All advised, Positron’s capacity to execute shortly and capital-efficiently has helped distinguish it in a crowded AI {hardware} market.

Reminiscence is what you want

Sohmers and Agrawal level to a basic shift in AI workloads: from compute-bound convolutional neural networks to memory-bound transformer architectures.

Whereas older fashions demanded excessive FLOPs (floating-point operations), trendy transformers require huge reminiscence capability and bandwidth to run effectively.

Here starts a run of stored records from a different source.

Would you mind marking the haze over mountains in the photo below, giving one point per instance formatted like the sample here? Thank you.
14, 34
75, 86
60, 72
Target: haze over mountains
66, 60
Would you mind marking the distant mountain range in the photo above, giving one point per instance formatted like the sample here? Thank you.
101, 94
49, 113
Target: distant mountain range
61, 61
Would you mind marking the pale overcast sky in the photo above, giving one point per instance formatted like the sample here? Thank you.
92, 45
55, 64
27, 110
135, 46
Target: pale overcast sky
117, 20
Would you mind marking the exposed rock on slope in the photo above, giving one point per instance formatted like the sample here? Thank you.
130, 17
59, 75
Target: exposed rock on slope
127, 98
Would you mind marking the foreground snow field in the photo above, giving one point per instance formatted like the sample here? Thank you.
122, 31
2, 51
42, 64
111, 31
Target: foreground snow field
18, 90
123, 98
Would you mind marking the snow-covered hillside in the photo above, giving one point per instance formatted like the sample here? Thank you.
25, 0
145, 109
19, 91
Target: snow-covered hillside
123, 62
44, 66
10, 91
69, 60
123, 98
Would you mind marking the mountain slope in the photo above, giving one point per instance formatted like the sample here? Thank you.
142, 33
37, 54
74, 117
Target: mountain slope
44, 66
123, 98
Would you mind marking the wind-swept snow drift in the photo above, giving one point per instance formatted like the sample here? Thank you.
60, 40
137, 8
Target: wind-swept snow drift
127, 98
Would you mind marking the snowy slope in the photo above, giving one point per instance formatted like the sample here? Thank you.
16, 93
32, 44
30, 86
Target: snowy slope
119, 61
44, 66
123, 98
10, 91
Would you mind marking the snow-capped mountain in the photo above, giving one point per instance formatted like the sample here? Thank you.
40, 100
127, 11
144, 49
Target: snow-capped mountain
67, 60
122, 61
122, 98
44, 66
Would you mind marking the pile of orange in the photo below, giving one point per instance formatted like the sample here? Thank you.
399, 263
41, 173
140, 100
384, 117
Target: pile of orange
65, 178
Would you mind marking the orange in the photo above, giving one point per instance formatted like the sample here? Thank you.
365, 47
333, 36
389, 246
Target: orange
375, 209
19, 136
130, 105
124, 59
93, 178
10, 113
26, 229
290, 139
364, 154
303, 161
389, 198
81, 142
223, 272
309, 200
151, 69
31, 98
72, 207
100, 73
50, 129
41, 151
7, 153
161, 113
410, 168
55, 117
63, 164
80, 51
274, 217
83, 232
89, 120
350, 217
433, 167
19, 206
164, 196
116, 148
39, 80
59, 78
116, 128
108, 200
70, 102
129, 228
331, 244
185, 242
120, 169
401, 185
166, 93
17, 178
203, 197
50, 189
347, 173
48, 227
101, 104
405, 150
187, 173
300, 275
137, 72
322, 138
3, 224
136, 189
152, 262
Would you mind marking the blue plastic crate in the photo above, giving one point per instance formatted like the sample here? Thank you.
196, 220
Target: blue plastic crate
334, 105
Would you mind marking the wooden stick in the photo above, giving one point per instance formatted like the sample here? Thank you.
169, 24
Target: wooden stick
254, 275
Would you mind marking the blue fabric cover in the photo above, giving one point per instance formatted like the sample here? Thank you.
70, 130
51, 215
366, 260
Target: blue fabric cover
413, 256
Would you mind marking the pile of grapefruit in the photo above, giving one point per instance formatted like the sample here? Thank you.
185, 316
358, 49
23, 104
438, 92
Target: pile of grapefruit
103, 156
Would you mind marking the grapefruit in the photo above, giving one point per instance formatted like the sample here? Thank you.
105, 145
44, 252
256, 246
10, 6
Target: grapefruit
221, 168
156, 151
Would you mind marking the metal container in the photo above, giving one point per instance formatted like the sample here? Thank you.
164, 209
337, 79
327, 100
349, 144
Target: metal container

Whereas Nvidia and others proceed to give attention to compute scaling, Positron is betting on memory-first design.

Sohmers famous that with transformer inference, the ratio of compute to reminiscence operations flips to close 1:1, which means that boosting reminiscence utilization has a direct and dramatic affect on efficiency and energy effectivity.

With Atlas already outperforming modern GPUs on key effectivity metrics, Titan goals to take this additional by providing the best reminiscence capability per chip within the business.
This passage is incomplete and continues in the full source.